These moods of ours that seem so troublesome are really our best teachers and as we learn that we shall value them rather than dislike them or shrink from them. We shall feel that they are only our enemies while they are unsubdued, according, again, to a great phrase which says:”To the unsubdued self, the Self verily becometh hostile as an enemy.” The fact is that all these storms and whirlpools around us in the lower self are the very things that we have come into the world to live amongst in order that we may understand and use them; the things that we think are enemies are our best friends, they are the things that enable us to grow, that give us power to rule. The more we thus look on all in the clear light of the WISDOM, the more peaceful will our lives become; the more these moods are used to understand others for the helping of them, the more shall we rise above them as enemies until they become our friends. It is a great and a true saying: “We have never conquered our enemy until we have turned him into our friend.” That is true of the lower self, it is true of all the surging emotions, it is true of all the difficulties around us, of all the trials and the ordeals through which we pass. We see them as serried hosts opposing our onward path; we conquer them, and find that they are great hosts behind us, ready to be led by us, into the battle which shall win the victory of the Self.

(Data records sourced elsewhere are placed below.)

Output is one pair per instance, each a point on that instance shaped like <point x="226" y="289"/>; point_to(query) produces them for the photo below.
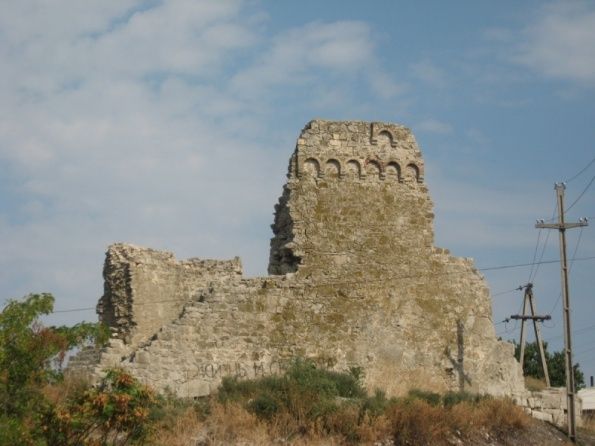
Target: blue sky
<point x="169" y="124"/>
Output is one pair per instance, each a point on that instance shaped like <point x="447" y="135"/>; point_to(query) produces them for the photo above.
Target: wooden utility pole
<point x="561" y="226"/>
<point x="528" y="298"/>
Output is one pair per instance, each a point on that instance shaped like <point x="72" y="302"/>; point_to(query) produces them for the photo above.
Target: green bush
<point x="119" y="411"/>
<point x="433" y="399"/>
<point x="305" y="391"/>
<point x="31" y="357"/>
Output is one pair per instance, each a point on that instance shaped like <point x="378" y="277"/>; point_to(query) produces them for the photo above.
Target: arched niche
<point x="393" y="171"/>
<point x="332" y="169"/>
<point x="412" y="173"/>
<point x="373" y="169"/>
<point x="353" y="169"/>
<point x="311" y="167"/>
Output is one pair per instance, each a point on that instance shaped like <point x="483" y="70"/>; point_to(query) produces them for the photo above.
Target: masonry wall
<point x="355" y="281"/>
<point x="145" y="289"/>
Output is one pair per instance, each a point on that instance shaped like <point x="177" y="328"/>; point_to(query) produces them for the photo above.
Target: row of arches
<point x="370" y="168"/>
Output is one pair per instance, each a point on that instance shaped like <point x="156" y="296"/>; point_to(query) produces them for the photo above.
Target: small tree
<point x="555" y="362"/>
<point x="30" y="357"/>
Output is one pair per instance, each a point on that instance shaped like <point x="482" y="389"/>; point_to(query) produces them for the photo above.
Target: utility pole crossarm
<point x="580" y="223"/>
<point x="525" y="317"/>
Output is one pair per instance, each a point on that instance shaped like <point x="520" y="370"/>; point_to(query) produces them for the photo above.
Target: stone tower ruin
<point x="354" y="281"/>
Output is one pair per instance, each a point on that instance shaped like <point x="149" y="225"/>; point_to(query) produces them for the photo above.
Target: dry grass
<point x="412" y="422"/>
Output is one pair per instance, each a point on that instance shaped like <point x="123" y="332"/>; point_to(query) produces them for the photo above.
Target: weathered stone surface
<point x="355" y="282"/>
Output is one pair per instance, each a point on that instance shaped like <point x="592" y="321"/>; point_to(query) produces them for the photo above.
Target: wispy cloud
<point x="147" y="123"/>
<point x="434" y="126"/>
<point x="560" y="43"/>
<point x="430" y="73"/>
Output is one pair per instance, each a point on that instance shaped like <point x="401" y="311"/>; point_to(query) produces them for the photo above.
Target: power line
<point x="580" y="172"/>
<point x="581" y="194"/>
<point x="535" y="255"/>
<point x="547" y="237"/>
<point x="580" y="234"/>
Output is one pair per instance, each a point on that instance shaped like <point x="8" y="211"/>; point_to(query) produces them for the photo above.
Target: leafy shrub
<point x="433" y="399"/>
<point x="31" y="356"/>
<point x="118" y="411"/>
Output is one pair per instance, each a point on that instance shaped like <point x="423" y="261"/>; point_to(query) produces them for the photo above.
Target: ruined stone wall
<point x="145" y="289"/>
<point x="355" y="281"/>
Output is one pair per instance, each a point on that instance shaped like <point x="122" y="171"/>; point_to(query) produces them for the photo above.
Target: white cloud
<point x="429" y="72"/>
<point x="316" y="55"/>
<point x="560" y="43"/>
<point x="126" y="122"/>
<point x="434" y="126"/>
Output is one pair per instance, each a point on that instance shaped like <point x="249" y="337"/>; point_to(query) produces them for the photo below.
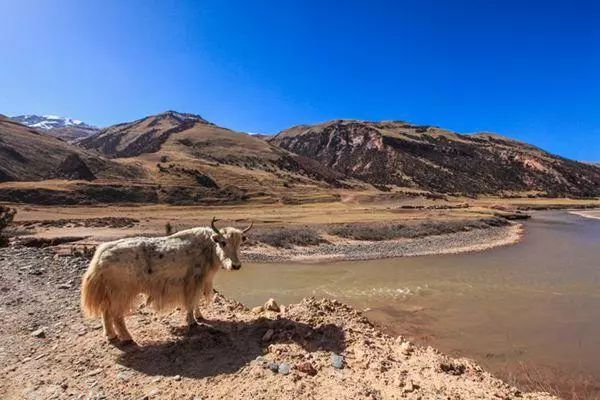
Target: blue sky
<point x="526" y="69"/>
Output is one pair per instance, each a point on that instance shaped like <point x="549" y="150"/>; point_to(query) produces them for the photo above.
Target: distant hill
<point x="194" y="160"/>
<point x="27" y="154"/>
<point x="64" y="128"/>
<point x="397" y="153"/>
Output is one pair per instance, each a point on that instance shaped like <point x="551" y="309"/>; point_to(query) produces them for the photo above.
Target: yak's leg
<point x="121" y="329"/>
<point x="107" y="324"/>
<point x="191" y="302"/>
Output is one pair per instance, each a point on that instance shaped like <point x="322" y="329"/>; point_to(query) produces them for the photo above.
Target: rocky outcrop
<point x="400" y="154"/>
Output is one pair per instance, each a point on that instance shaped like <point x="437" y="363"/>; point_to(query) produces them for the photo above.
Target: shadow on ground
<point x="228" y="347"/>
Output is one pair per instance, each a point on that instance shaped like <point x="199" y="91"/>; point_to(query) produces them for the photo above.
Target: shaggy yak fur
<point x="171" y="271"/>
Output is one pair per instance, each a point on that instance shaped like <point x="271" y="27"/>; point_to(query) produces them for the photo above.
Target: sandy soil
<point x="321" y="349"/>
<point x="593" y="214"/>
<point x="460" y="242"/>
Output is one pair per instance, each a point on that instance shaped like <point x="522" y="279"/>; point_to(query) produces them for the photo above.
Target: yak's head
<point x="228" y="241"/>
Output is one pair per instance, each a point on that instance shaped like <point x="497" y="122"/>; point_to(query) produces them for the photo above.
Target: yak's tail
<point x="94" y="292"/>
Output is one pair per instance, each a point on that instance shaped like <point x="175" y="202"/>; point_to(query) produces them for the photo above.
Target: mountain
<point x="397" y="153"/>
<point x="27" y="154"/>
<point x="65" y="128"/>
<point x="193" y="160"/>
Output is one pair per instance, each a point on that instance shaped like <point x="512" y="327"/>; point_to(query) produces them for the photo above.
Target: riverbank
<point x="592" y="214"/>
<point x="349" y="250"/>
<point x="320" y="349"/>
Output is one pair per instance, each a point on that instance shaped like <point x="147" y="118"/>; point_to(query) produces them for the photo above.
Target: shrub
<point x="289" y="237"/>
<point x="6" y="216"/>
<point x="385" y="231"/>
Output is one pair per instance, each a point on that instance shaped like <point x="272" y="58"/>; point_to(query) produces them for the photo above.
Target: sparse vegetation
<point x="6" y="216"/>
<point x="375" y="232"/>
<point x="288" y="237"/>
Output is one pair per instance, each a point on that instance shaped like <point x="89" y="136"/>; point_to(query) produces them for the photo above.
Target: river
<point x="530" y="312"/>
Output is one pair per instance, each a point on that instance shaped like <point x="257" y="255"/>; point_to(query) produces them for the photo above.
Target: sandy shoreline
<point x="317" y="349"/>
<point x="353" y="250"/>
<point x="592" y="214"/>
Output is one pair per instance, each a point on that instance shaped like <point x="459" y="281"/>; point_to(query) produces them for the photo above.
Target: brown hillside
<point x="398" y="153"/>
<point x="29" y="155"/>
<point x="192" y="160"/>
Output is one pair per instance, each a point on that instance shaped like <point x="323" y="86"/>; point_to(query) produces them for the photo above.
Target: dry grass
<point x="288" y="237"/>
<point x="531" y="378"/>
<point x="389" y="231"/>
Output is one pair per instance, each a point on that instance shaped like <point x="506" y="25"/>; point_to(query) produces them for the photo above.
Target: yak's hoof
<point x="201" y="326"/>
<point x="112" y="340"/>
<point x="210" y="328"/>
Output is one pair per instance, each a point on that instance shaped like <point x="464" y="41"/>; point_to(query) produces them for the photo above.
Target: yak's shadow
<point x="209" y="352"/>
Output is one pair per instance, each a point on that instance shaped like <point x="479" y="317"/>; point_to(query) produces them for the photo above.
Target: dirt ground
<point x="317" y="349"/>
<point x="151" y="219"/>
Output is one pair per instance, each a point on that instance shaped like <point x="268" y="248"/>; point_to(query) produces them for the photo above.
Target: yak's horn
<point x="249" y="227"/>
<point x="212" y="225"/>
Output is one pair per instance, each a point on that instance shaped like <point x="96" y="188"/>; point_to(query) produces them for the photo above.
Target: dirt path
<point x="49" y="352"/>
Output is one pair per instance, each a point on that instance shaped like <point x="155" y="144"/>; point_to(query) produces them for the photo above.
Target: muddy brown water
<point x="530" y="313"/>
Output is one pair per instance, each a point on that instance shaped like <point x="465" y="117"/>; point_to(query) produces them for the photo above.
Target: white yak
<point x="172" y="271"/>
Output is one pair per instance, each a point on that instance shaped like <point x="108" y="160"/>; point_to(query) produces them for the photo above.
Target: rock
<point x="284" y="368"/>
<point x="410" y="387"/>
<point x="406" y="348"/>
<point x="268" y="335"/>
<point x="337" y="361"/>
<point x="258" y="310"/>
<point x="39" y="333"/>
<point x="124" y="375"/>
<point x="94" y="372"/>
<point x="271" y="305"/>
<point x="307" y="368"/>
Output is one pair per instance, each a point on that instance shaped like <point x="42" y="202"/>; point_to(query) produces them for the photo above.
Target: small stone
<point x="40" y="333"/>
<point x="337" y="361"/>
<point x="406" y="348"/>
<point x="284" y="368"/>
<point x="257" y="310"/>
<point x="94" y="372"/>
<point x="271" y="305"/>
<point x="307" y="368"/>
<point x="124" y="375"/>
<point x="268" y="335"/>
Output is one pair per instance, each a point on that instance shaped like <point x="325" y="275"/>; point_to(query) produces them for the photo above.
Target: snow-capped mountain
<point x="68" y="129"/>
<point x="49" y="121"/>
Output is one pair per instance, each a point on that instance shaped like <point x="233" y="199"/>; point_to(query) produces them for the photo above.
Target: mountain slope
<point x="425" y="157"/>
<point x="29" y="155"/>
<point x="194" y="160"/>
<point x="64" y="128"/>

These are some of the lessons that I have learned in the light and in the darkness, and far more in the darkness than in the light. So that I have come to think that the times of light are only valuable as times of rest to prepare one for higher struggles and for greater conquests, and to look on the darkness as the welcome time, the time in which the Masters best are served, the time in which the world is lifted a little higher towards the Light. But it becomes true for us all at last that darkness is as light and light as darkness; it becomes true for us at last that darkness has no power to appeal and no power to depress, that we know that those who would bring the light must be those who live in the dark, that the torch that sends its fire out around itself is but a dark piece of wood, and in the burning of the dark wood the light comes to others, but not to itself. How shall we be able to go into the darkness of all Christs who have saved the world, except by learning to bear the passing darknesses which creep over us from time to time? The greatest lesson of all that we have to learn, the lesson that it is the one privilege of life to learn, and learn perfectly, is the lesson that those who would help the world must go below the world and lift it on their shoulders, that those who would bring the sunshine to others must accept the shadow and cloud for themselves. But in the cloud there is a fire, and in the fire there is the voice of the stillness, and only those who have the courage to enter into the cloud find therein the light which is the glory of the Self; they see the Flame, they know themselves as the bearers in the world of the Flame that illuminates, and they learn to know that the darkness and the light are both alike, because they are equally divine, because without the one the other could not be.